Tuesday, August 16, 2011

Nonrepresentationalism

I. Futility Closet provides a handy picture of the philosophers' mad tea party:

Relevant quote is from Norbert Wiener (although I think Russell's resemblance to the mad hatter had been noted even earlier):
It is impossible to describe Bertrand Russell except by saying that he looks like the Mad Hatter. … [J.M.E.] McTaggart … with his pudgy hands, his innocent, sleepy air, and his sidelong walk, could only be the Dormouse. The third, G.E. Moore, was a perfect March Hare. His gown was always covered with chalk, his cap was in rags or missing, and his hair was a tangle which had never known the brush within man’s memory.
(See also, inevitably: Mr Apollinax. Eliot's juvenilia eventually got published as Inventions of the March Hare but there's no real connection. Also, Moore is not very satisfactory in the pic above. I am unable to find a more tangle-haired G.E. Moore but would welcome links in comments.)

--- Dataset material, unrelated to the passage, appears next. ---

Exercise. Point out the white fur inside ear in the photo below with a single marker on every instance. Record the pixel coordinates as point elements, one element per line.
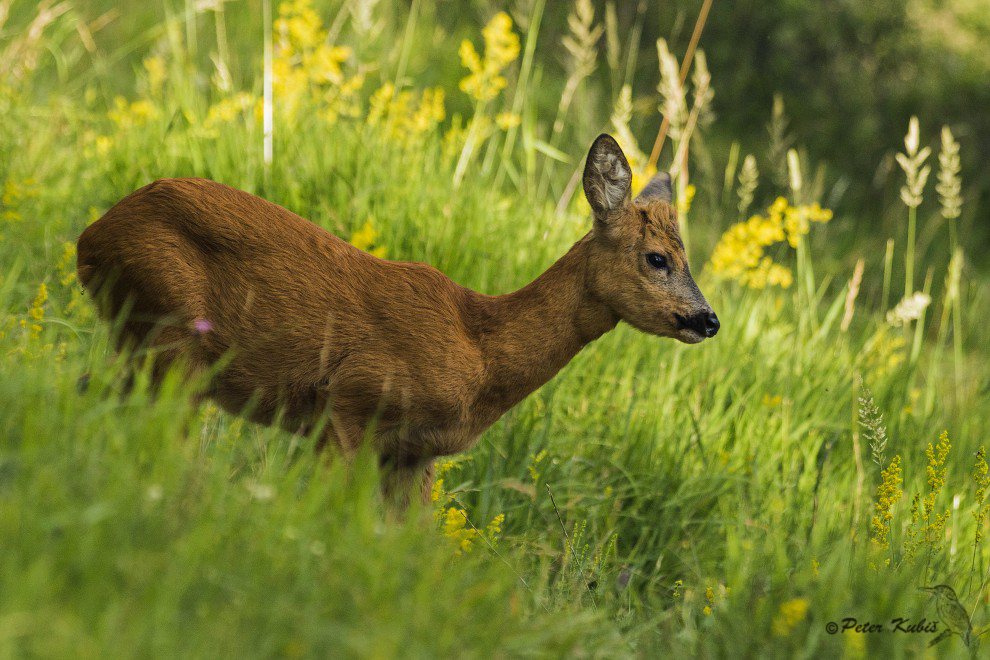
<point>615,179</point>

II. Via Fritinancy, a list of words that can be spelled using letter-sequences from the periodic table. (This is not as easy as you might think -- I remember trying it once when I was looking for plausibly-deniable four-letter chemical-formula puns -- as letters that are not elemental symbols include A, D, E, G, and T.) The longest so far is "nonrepresentationalism."